|The Augustus H. Albert House, Baltimore, MD. 1859|
I said that Baltimore was a great place for Anglo-Italianate row houses and this is a good example even though the house is slightly detached from the surrounding buildings. The Albert house was built in 1859 and was designed by Louis Long, a prolific mid 19th century Baltimore architect. The house was converted in 1867 to be the Mt. Vernon Hotel, a very early conversion of a private home, but it then reverted to a home again in 1902 when the interiors were dramatically redesigned. The house is currently occupied by offices and a club (the linked site also features an interior view). The house follows the five bay plan, a plan which does occur in urban settings but less frequently. The detailing is particularly careful about following Renaissance prototypes, so much so, that the house has an air of being a product of the 1880s rather than the 1860s. The only major flaws in conforming to Renaissance aesthetics are the cornice over the porch, which is far too small, the oddly divided triglyphs in the porch entablature (which project slightly almost like brackets), and the incised lines in the main frieze.

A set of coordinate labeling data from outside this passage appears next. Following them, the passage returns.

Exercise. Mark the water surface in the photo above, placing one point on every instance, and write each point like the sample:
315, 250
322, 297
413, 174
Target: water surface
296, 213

The house is faced in brownstone, or more probably imitation brownstone, because brownstone soon after its popularity spread was found to delaminate or flake over time. Imitations were sought after to prevent this damage to the fabric of a façade. The house is set over a tall, rusticated basement and a slightly recessed central bay divides the house into three sections. The first floor arched windows have thick hood moldings and balconies connecting each pair, while the second floor windows have thinner eared moldings that conform to the segmented arch of the windows with blind balconies (a balustrade placed against a wall). The use of only four balusters seems odd to me, since one usually sees five on such blind balconies. They are also unusually squat and widely spaced and the thickness of the supporting molding and brackets is also very strange but very Italianate. The third floor has simple square, eared moldings. The façade is given unity by the belt courses that divide each floor at the sill as well as the increasing diminution in the height of each window. The porch is a grand affair hovering over the stoop with its paired Tuscan columns, arched doorway, and tall frieze of triglyphs and metopes. Although the house proclaims its Renaissance inspiration and does give somewhat an appearance of a Renaissance palazzo, the individual eccentricities I pointed out make it truly an American Italianate.